The mitogenome of X. cheopis is 18,902 bp in length (GenBank accession No. MW310242), consisting of 40% A, 44% T, 6% G and 10% C, which contains 13 PCGs, 22 tRNA genes, 2 rRNA genes, and an AT-rich control region. The gene arrangement follows the typical order of metazoan gene set (Cameron 2014). Most of the PCGs utilize ATA as their start codon except cox3, nad1, nad4, and nad5 which use ATG. All PCGs ended with a TAA stop codon. For cox1, cox2, nad3, nad4, nad4l, and nad5, TAA stop codon is completed by the addition of 3′ A to the mRNA.

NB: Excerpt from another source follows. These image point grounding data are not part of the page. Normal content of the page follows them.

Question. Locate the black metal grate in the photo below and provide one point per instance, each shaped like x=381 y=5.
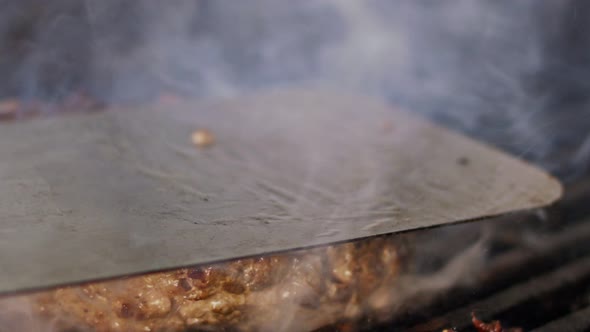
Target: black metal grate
x=544 y=287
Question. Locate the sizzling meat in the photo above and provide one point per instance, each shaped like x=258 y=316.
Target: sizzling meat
x=294 y=291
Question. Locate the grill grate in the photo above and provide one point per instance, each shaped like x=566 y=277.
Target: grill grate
x=540 y=287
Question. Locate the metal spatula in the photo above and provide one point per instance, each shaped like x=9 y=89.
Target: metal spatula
x=127 y=191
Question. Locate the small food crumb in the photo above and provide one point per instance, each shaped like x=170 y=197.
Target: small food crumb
x=9 y=108
x=463 y=161
x=203 y=138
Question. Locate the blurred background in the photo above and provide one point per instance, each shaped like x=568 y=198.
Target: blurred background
x=509 y=72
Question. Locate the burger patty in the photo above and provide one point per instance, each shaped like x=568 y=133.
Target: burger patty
x=295 y=291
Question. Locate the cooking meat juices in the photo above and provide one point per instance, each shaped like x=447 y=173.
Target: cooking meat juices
x=295 y=291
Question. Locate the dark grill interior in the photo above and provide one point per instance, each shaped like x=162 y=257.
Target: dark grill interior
x=537 y=274
x=542 y=286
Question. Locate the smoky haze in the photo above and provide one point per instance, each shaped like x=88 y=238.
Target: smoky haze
x=483 y=67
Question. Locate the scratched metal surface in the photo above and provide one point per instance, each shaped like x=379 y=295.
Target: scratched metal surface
x=125 y=191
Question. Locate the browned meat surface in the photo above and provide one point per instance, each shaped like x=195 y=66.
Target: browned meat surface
x=287 y=292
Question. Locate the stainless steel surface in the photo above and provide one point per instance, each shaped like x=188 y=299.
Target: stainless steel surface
x=126 y=191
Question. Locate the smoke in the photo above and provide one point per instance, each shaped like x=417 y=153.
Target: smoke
x=481 y=67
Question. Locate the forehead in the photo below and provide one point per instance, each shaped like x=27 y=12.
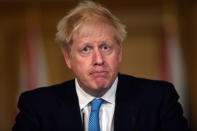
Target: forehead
x=95 y=30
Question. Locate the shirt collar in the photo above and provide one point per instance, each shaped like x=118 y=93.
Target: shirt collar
x=84 y=98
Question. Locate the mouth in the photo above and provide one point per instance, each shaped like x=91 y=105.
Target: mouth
x=99 y=73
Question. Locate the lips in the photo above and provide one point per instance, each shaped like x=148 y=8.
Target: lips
x=99 y=73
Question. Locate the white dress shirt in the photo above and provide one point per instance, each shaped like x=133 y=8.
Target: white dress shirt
x=106 y=114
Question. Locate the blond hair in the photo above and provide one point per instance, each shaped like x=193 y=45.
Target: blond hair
x=86 y=11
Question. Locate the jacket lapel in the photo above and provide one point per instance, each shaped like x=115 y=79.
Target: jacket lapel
x=126 y=108
x=68 y=114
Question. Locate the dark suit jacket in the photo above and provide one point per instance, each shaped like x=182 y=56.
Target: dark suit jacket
x=141 y=105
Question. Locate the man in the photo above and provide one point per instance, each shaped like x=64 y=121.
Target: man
x=99 y=98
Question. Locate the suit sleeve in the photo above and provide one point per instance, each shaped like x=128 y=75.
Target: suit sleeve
x=26 y=119
x=171 y=116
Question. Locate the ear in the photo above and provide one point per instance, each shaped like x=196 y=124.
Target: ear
x=67 y=59
x=120 y=54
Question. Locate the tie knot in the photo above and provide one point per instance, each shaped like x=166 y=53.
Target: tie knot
x=96 y=104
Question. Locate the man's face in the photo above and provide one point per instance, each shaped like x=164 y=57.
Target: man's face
x=95 y=57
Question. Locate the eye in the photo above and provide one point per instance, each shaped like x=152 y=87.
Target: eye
x=86 y=49
x=105 y=47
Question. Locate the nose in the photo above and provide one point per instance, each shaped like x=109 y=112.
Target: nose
x=98 y=57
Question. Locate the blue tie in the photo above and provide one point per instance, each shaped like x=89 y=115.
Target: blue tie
x=94 y=116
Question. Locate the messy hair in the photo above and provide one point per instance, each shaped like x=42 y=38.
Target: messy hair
x=86 y=11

The mitogenome of X. cheopis is most closed to that of C. felis by comparison with available mitogenomes (Driscoll et al. 2020). Both C. felis and X. cheopis are under the family Pulicidae. Based on the sequences of 13 PCGs in mitogenome, a phylogenetic tree was constructed using maximum likelihood (ML) method through MEGA X using GTR G + I substitution model (Kumar et al. 2018). Siphonaptera was genetically closed to Mecoptera (scorpionflies), both of which belong to Superorder Endopterygota (Holometabola) (Whiting 2002). Therefore, in the phylogenetic analysis of Siphonaptera, the species from Mecoptera were set as outgroups (Figure 1).

Figure 1.

The maximum likelihood tree of six species from Siphonaptera is based on 13 protein-coding genes in mitochondrial genomes. Bootstrap values in percentage are shown at nodes. Four species from Mecoptera were set as outgroups. GenBank accession numbers are listed following species name.

In the phylogenetic tree, X. cheopis and C. felis clustered together, forming the branch of family Pulicidae. Ceratophyllus wui and Jellisonia amadoi belonging to the family Ceratophyllidae formed one cluster. Bittacus strigosus, Bittacus pilicornis, Panorpa debilis, and Neopanorpa pulchra which belong to the order Mecoptera separated clearly from the species of Siphonaptera. The branches were well supported. In conclusion, the complete mitochondrial genome of X. cheopis provided useful genetic data for investigating the genetic relationship of fleas.